ACEChapter 35 of 101Objective 3.1

GKE Node Pools and Cluster Autoscaler

Two critical features for managing compute resources in Kubernetes clusters on Google Cloud are GKE node pools and the Cluster Autoscaler. Node pools allow you to group nodes with identical configurations, enabling workload segregation and cost optimization. The Cluster Autoscaler automatically adjusts the number of nodes in a pool based on pending pod resource requests. These topics are central to the ACE exam's Deploy Implement domain (Objective 3.1) and appear in approximately 10-15% of exam questions. Mastery of node pool design, autoscaling configuration, and interaction with PodDisruptionBudgets is essential for passing.

25 min read

Intermediate

Updated Jul 20, 2026

Reviewed by Johnson Ajibi· Senior Network & Security Engineer · MSc IT Security

Jump to a section

Explain it to me simply Where people get tripped up Test what I know Look up key terms

Warehouse staffing with flexible teams

How can a large warehouse handle a fluctuating number of customer orders? The warehouse has different sections: picking, packing, shipping, and returns. Each section has a dedicated team of workers, but the number of orders fluctuates throughout the day. The warehouse manager wants to avoid overstaffing (wasting money) or understaffing (delaying orders). So, the manager creates a flexible pool of temporary workers who can be assigned to any section as needed. The manager monitors the queue length in each section. If the picking queue grows beyond 50 items, the manager adds two temporary workers to picking. If the queue shrinks below 10 items for 5 minutes, the manager removes one worker. The manager also sets a minimum of 5 permanent workers per section to handle baseline demand and a maximum of 20 total workers per section to avoid overcrowding. The temporary workers are hired from an agency with a 2-minute notice, but once hired, they must work for at least 10 minutes before being released. This analogy mirrors GKE node pools and Cluster Autoscaler: node pools are the dedicated sections with specific machine types, and Cluster Autoscaler is the manager that adds or removes nodes based on pod resource requests, respecting minimum and maximum pool sizes, cooldown periods, and node utilization thresholds.

How It Actually Works

What Are GKE Node Pools?

A node pool is a group of nodes within a GKE cluster that all have the same configuration: machine type, image type, disk size, and other node-level settings. When you create a cluster, GKE automatically creates a default node pool with one node. You can then create additional node pools with different configurations. Node pools enable you to:

Run different workloads on different hardware (e.g., compute-optimized for batch jobs, memory-optimized for databases).

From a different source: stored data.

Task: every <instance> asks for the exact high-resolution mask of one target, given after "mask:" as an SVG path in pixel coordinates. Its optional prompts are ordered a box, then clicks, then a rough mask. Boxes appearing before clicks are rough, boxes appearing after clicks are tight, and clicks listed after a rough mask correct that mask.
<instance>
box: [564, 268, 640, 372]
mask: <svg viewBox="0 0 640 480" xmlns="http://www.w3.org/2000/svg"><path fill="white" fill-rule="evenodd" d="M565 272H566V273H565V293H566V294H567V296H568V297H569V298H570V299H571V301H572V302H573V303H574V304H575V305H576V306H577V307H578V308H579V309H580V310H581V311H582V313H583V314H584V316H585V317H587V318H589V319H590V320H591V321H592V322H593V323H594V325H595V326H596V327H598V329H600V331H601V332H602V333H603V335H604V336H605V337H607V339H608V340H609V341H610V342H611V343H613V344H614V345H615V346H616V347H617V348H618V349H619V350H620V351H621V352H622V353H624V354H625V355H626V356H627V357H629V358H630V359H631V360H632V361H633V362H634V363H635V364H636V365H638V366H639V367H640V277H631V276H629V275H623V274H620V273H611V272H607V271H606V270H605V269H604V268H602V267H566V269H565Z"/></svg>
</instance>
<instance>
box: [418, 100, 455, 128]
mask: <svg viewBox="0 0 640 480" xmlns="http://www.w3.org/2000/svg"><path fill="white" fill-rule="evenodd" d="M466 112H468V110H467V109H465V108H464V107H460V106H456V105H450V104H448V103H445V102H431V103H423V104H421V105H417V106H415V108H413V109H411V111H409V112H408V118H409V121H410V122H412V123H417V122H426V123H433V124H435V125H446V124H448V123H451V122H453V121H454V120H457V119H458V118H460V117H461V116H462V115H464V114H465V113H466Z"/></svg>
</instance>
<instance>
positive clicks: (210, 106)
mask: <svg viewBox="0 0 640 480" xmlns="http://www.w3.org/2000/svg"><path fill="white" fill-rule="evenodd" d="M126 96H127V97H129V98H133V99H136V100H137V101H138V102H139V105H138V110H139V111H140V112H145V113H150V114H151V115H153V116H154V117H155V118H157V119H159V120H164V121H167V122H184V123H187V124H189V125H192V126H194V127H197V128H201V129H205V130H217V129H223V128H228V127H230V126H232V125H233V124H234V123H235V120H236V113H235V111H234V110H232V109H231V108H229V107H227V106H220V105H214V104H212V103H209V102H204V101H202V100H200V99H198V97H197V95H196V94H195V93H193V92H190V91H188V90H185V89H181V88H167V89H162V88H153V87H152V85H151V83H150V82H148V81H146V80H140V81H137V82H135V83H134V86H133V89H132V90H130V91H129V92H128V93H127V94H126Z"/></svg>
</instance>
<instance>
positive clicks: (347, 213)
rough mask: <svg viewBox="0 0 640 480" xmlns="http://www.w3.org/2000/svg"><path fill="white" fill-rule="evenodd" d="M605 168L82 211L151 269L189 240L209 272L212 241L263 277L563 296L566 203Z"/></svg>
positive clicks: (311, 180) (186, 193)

Isolate workloads by using node taints and tolerations.

Scale node pools independently.

Perform zero-downtime upgrades by draining nodes in one pool at a time.

How Node Pools Work Internally

Each node pool is backed by a managed instance group (MIG) in Compute Engine. When you create a node pool, GKE creates a MIG with the specified machine type, boot disk image, and other settings. The MIG ensures that the desired number of nodes is maintained. If a node fails, the MIG automatically recreates it. When you scale a node pool up or down, GKE adjusts the target size of the MIG.

Node pools have a name, machine type (e.g., e2-medium, n1-standard-2), disk type (pd-standard, pd-ssd), disk size (default 100 GB), image type (Container-Optimized OS, Ubuntu), and node version (Kubernetes version). You can also specify node labels, node taints, and metadata.

Cluster Autoscaler Overview

The Cluster Autoscaler is a Kubernetes component that automatically adjusts the size of a node pool based on the resource requests of pods. It runs as a Deployment in the kube-system namespace. It is enabled by default on GKE clusters (since version 1.12.6) and can be configured per node pool.

How it works: 1. The Cluster Autoscaler continuously monitors pod scheduling status. 2. When it detects pending pods that cannot be scheduled due to insufficient resources (CPU, memory, or GPU), it triggers a scale-up. 3. It calculates how many nodes are needed to accommodate the pending pods, based on the resource requests of the pods and the capacity of the node pool's machine type. 4. It adds nodes by increasing the target size of the underlying MIG. New nodes take 2-3 minutes to become ready. 5. When nodes are underutilized (CPU and memory usage below a threshold), the autoscaler considers scaling down. 6. It first checks if the node can be emptied (i.e., all pods can be rescheduled to other nodes). It respects PodDisruptionBudgets and does not scale down if it would violate them. 7. If safe to remove, it drains the node (evicts pods gracefully) and then reduces the MIG target size, which terminates the node.

Key Configuration Parameters and Defaults

Scale-up: - Scale-up trigger: Pending pods that cannot be scheduled for more than 10 seconds. - Scale-up cooldown: After a scale-up, the autoscaler waits 10 minutes before considering another scale-up, to allow pods to stabilize. - Maximum number of nodes added per scale-up: Limited by the node pool's max size.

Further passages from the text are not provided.